Launching today, the briefing papers are part of an ongoing series of thought leadership designed to enhance climate competence and steward climate action by board directors across the globe, helping to educate and get chairpersons and their boards up to speed on stakeholder response, risk assessments and alternative decarbonization pathways:

  • The Chairperson’s Insights into Climate Action: Highlights from interviews with chairpersons provides a summary of highlights from interviews with 16 members of the World Economic Forum's Community of Chairpersons on the topic of climate action. It explores key issues and best practices for board members across strategy, risk and opportunity, stakeholders, board competence and operations in relation to climate. It provides perspectives on a number of complex questions covered during the interviews, and encourages chairpersons globally to ask these questions of themselves and their boards.
  • The Chairperson’s Guide to Climate Stakeholders: Understanding how key groups are responding today and how they might respond tomorrow puts a spotlight on how key stakeholder groups are responding to climate change and how they might respond in the future. Chairpersons must be cognizant of the various economic and existential risks presented by stakeholder reactions to climate. The guide provides tools for chairpersons to consider in high-impact reaction scenarios to their company’s operations and gain a deeper understanding of how stakeholders influence each other. The paper helps navigate the complexities presented by a diverse stakeholder network and highlights the short-term trade-offs that boards will need to make.

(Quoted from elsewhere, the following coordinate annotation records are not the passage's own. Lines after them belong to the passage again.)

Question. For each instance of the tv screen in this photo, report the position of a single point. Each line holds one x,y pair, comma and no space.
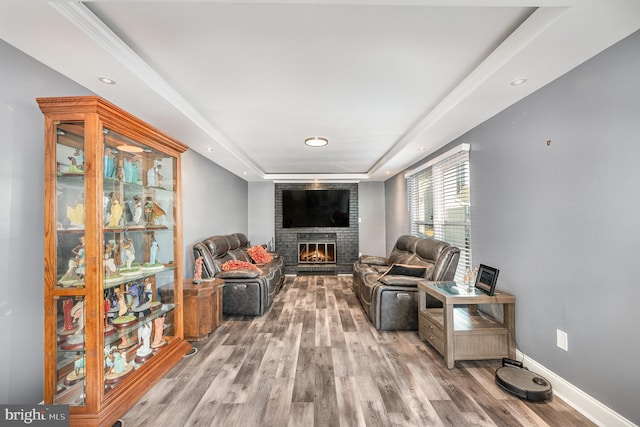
315,208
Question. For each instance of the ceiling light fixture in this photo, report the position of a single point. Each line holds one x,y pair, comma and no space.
107,80
316,141
130,148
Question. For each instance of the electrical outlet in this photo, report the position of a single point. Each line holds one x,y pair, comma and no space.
562,339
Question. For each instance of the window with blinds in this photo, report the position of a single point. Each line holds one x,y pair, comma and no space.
440,200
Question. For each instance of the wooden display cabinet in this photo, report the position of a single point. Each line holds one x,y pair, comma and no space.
113,236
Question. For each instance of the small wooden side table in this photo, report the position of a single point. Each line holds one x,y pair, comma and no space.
202,308
458,330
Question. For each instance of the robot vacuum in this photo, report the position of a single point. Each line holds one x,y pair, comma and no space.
517,380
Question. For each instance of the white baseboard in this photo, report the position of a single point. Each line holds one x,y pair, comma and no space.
576,398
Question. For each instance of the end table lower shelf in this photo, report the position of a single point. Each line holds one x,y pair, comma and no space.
202,308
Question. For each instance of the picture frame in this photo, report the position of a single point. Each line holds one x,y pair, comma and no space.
487,278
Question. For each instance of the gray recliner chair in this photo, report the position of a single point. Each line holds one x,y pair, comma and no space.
389,295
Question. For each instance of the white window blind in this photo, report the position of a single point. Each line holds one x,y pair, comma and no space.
440,203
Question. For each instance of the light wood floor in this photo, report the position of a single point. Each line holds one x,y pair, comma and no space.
315,360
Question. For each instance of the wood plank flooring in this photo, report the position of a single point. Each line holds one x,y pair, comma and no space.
315,360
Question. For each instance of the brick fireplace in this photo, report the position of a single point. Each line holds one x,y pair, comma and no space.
318,250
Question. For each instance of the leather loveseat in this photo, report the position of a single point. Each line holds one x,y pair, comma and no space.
387,287
246,291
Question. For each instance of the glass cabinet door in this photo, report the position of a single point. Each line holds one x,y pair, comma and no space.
112,257
138,200
70,266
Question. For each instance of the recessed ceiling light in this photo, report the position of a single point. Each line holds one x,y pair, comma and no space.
316,141
130,148
518,82
107,80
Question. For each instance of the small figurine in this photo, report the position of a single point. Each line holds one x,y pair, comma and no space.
137,210
68,327
144,338
153,251
78,365
76,265
110,269
108,163
119,362
77,162
120,172
128,169
77,314
148,289
122,305
148,211
154,178
197,273
79,252
76,213
158,324
129,252
116,210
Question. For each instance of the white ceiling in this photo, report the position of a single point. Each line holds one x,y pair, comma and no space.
387,82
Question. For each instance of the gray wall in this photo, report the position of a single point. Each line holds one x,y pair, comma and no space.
214,201
561,221
22,221
261,212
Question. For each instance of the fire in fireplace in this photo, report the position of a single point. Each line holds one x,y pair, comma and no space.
316,253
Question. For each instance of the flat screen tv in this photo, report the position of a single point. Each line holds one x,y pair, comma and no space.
315,208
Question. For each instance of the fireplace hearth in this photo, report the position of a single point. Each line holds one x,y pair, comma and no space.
337,258
317,248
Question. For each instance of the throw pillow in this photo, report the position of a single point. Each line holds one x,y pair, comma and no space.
238,274
400,280
236,264
259,255
406,270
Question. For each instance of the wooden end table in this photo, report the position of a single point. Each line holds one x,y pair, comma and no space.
459,330
202,308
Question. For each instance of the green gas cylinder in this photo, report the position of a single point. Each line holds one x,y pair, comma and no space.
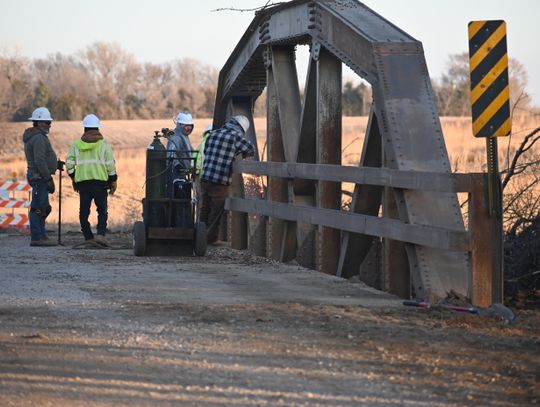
156,174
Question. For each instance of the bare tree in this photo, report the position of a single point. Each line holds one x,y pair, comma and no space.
15,84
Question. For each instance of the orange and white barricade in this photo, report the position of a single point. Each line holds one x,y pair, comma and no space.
8,201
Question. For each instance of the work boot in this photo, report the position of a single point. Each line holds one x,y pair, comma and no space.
100,239
43,242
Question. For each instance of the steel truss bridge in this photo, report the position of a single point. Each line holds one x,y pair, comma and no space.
405,194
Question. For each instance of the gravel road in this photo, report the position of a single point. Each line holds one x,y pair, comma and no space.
105,328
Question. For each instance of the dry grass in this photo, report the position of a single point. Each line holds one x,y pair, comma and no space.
129,140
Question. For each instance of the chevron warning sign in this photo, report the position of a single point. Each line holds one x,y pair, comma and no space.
490,92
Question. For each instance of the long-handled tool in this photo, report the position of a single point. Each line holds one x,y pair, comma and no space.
61,169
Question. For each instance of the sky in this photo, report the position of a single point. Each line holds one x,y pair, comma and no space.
159,31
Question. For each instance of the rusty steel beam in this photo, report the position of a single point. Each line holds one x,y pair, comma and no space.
366,200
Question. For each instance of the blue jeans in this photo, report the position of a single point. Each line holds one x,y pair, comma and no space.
98,194
39,208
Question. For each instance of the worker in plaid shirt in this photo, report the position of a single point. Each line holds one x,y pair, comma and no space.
219,152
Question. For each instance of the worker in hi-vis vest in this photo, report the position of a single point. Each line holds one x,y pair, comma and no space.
91,166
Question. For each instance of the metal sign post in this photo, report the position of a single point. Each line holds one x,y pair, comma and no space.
490,96
490,99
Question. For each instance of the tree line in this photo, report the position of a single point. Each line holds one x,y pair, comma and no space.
106,80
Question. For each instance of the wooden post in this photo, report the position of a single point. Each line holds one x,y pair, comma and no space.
486,247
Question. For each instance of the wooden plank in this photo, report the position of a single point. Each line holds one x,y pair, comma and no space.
277,187
415,180
288,98
328,152
370,225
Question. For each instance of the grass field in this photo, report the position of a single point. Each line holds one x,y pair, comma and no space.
129,140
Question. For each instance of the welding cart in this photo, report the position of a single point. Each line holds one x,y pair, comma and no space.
169,226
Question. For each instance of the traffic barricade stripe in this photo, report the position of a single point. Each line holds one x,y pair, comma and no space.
15,186
15,220
14,203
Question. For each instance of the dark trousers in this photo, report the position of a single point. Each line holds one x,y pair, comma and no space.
213,203
98,194
39,209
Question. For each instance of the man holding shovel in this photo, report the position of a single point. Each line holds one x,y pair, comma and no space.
42,164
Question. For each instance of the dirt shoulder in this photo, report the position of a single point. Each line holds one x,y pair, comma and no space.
102,327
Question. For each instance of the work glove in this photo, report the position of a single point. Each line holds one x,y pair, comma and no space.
49,184
75,186
112,190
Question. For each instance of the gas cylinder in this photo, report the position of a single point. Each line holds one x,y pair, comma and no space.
156,164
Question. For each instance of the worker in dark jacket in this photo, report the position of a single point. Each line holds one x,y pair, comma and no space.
42,164
221,147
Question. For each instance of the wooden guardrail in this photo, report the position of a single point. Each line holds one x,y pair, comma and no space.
482,239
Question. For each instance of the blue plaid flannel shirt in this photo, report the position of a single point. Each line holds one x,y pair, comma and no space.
219,152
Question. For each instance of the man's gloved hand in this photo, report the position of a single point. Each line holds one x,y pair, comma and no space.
49,184
112,190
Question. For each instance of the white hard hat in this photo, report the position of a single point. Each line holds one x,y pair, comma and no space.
41,114
91,120
184,118
243,121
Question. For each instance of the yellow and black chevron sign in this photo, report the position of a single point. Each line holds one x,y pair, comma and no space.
490,92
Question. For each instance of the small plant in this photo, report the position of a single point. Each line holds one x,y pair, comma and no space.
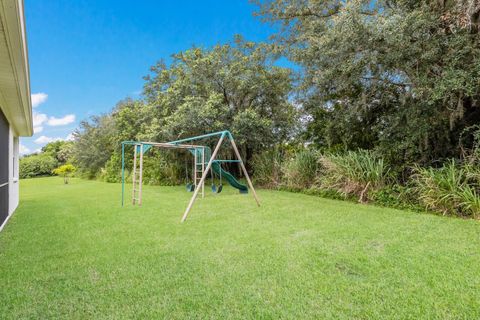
66,170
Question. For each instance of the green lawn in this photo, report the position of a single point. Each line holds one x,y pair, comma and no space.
71,251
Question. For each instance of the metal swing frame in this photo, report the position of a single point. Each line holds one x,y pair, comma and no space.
142,147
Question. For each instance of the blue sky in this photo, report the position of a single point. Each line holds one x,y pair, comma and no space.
87,55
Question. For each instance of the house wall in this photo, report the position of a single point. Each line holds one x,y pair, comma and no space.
13,174
4,168
9,156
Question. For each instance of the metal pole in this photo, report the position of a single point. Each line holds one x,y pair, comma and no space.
123,172
203,170
204,175
134,179
141,176
244,170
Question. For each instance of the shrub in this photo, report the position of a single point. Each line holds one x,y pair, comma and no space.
396,196
451,189
301,170
65,170
267,168
37,165
353,173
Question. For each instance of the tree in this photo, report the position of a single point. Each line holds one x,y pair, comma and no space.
399,76
233,86
94,143
61,150
65,170
36,165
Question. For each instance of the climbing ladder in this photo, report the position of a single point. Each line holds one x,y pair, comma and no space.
199,168
137,175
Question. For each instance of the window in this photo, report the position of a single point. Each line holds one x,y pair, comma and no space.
4,167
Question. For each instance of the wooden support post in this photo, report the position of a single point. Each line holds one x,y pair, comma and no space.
203,170
134,172
140,181
244,170
195,168
204,175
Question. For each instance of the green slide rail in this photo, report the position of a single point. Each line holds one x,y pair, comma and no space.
217,168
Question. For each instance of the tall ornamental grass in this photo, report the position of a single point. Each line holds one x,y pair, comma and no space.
301,171
267,168
353,173
451,189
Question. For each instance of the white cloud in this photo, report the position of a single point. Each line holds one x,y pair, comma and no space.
45,139
38,99
69,137
23,150
37,129
69,118
39,119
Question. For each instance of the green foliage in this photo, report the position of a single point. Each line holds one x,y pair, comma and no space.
267,168
94,144
35,165
451,189
400,77
354,172
65,171
231,86
60,150
396,196
301,170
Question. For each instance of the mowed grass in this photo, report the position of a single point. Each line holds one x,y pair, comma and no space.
70,251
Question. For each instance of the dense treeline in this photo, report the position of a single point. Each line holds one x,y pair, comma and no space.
385,94
43,163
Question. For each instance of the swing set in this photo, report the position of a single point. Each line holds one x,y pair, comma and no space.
204,161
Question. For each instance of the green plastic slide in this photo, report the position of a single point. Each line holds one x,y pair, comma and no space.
216,167
229,177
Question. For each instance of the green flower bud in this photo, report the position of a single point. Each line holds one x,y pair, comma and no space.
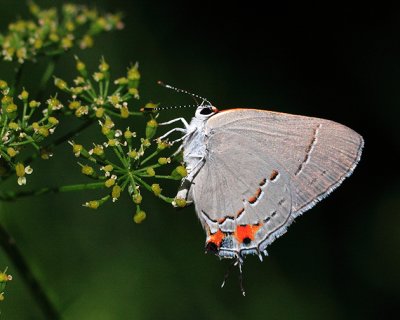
34,104
3,85
124,112
87,170
156,189
12,152
100,112
109,183
116,192
150,172
94,204
137,198
139,216
60,84
121,81
180,202
163,160
19,169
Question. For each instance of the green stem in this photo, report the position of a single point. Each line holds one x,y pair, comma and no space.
148,187
11,196
46,76
37,291
17,78
150,156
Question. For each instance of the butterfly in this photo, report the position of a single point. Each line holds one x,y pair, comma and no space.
252,172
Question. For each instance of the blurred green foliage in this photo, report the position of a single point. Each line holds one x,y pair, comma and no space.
339,261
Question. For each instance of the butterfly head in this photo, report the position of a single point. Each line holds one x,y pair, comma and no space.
205,111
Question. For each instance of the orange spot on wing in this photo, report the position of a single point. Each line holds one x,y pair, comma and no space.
217,238
246,233
254,198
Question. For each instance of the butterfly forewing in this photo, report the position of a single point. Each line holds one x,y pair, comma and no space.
264,168
317,154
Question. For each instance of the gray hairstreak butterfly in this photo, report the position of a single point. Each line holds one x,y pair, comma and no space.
252,172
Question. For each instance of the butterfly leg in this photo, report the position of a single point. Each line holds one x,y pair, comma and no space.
186,183
175,120
171,131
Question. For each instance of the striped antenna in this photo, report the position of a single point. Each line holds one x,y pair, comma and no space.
175,107
183,91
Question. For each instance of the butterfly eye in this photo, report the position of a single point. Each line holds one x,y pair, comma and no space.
206,111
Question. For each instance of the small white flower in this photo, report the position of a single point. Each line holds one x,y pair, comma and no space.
28,170
21,181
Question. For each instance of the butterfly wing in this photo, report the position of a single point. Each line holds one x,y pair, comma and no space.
262,170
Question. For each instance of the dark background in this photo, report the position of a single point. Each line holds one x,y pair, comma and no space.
339,261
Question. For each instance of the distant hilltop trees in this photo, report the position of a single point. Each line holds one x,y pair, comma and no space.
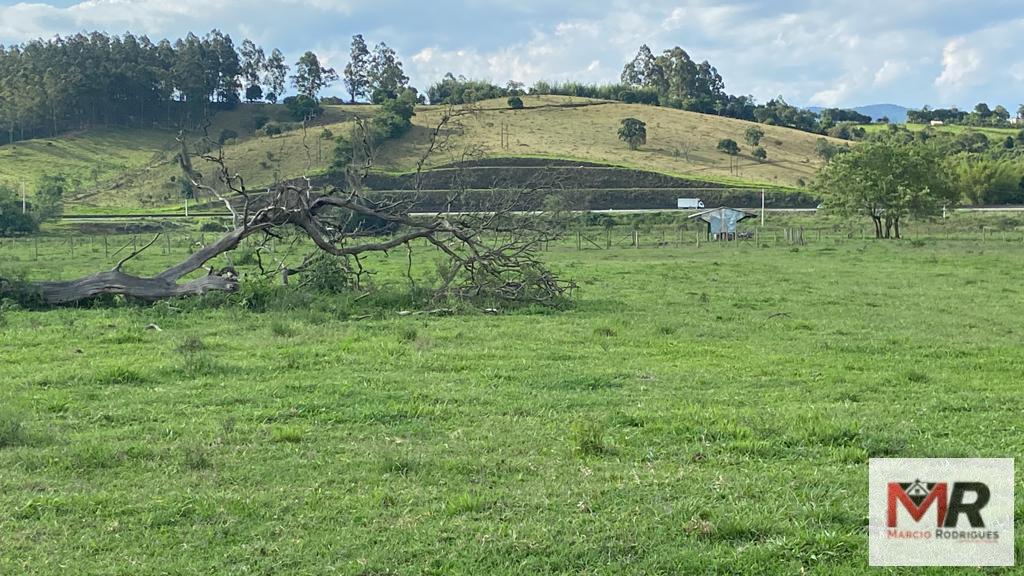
982,115
48,87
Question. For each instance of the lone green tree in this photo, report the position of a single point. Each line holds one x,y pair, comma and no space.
310,77
887,181
633,132
357,69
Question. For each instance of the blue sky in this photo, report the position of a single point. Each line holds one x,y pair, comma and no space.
839,52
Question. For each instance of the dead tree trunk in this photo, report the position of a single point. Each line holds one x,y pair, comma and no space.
476,264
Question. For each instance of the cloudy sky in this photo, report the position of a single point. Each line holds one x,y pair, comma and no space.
825,52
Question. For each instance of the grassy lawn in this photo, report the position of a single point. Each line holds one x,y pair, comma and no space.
696,411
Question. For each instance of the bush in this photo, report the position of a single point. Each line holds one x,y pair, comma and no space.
729,147
303,108
259,122
226,134
12,221
395,115
11,429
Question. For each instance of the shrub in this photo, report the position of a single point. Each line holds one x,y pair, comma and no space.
728,146
226,134
303,108
633,132
259,122
11,429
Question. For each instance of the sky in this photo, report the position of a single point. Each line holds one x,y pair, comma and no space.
814,52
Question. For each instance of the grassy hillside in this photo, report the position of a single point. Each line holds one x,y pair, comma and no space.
698,410
122,168
89,159
992,133
678,142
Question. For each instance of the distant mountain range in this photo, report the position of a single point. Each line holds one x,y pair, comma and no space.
896,114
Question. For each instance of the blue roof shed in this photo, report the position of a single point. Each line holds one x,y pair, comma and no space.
722,221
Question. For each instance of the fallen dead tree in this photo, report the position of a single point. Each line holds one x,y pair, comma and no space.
487,254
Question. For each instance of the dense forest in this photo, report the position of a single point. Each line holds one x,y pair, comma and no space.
48,87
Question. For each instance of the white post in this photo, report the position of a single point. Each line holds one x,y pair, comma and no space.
762,207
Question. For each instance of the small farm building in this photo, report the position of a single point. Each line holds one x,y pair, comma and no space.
722,221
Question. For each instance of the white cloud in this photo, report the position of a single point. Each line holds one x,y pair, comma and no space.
840,52
890,72
960,64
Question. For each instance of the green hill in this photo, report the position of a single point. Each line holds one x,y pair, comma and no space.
122,168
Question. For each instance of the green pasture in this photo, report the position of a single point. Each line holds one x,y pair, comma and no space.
702,410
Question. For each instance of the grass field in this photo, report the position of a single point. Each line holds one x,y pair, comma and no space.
88,159
992,133
702,410
678,142
127,168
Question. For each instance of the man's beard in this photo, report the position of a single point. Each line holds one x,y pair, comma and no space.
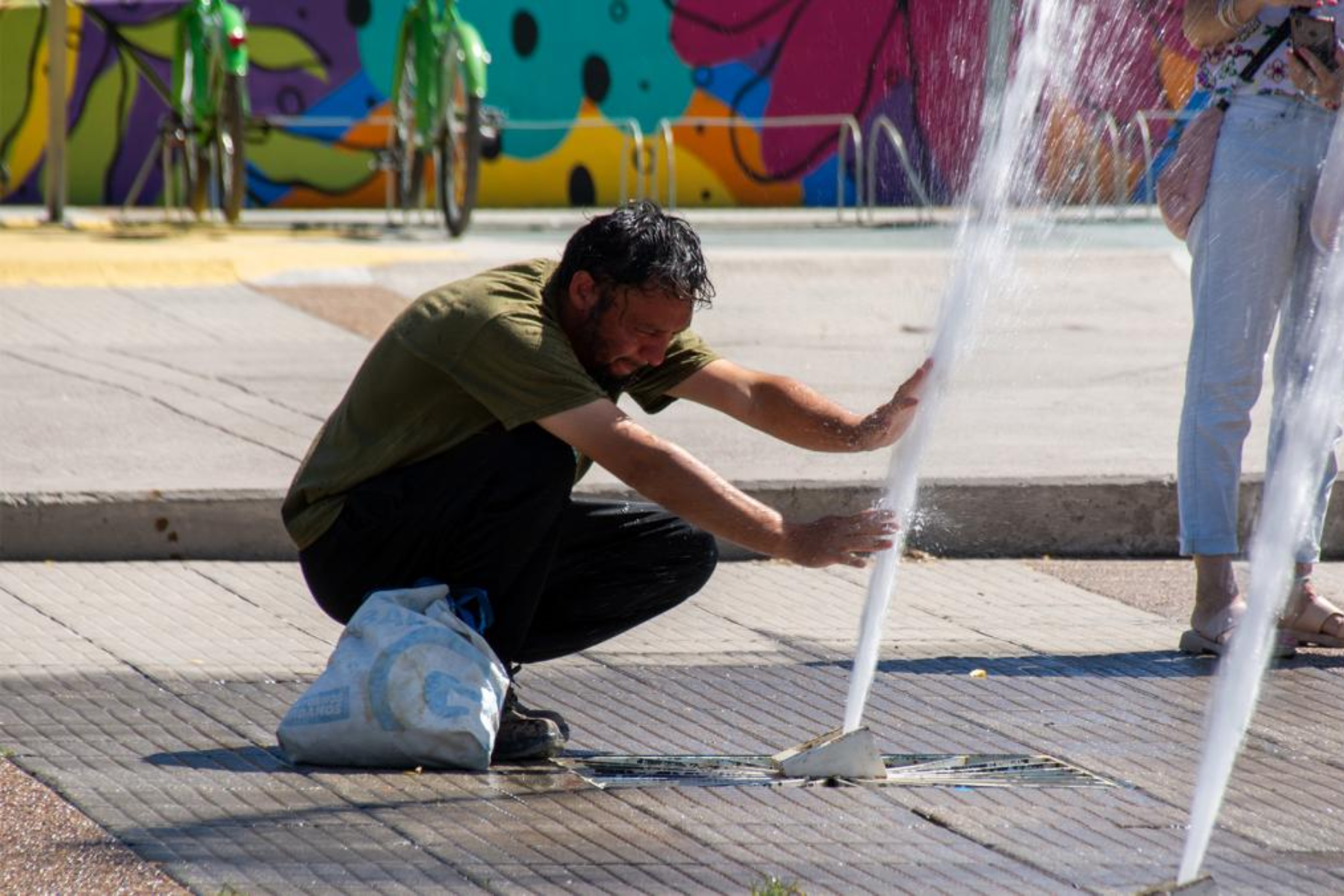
593,346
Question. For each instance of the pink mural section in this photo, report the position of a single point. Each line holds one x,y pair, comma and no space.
920,63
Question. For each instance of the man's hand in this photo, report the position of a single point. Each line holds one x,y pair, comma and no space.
839,539
890,422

  • The Chairperson’s Guide to Decarbonization: Understanding the decarbonization roadmap focuses on the role of chairpersons and boards in developing a robust climate mitigation strategy. The paper informs chairpersons of the foundational knowledge for why businesses must address climate change and provides a roadmap to thriving in a low-carbon economy. Drawing on global case studies, the guide demonstrates the threats of not taking climate action, and the opportunities of embedding climate within company strategy.

I encourage board directors to share these resources with their networks, and to get involved with their local Climate Governance Initiative chapters.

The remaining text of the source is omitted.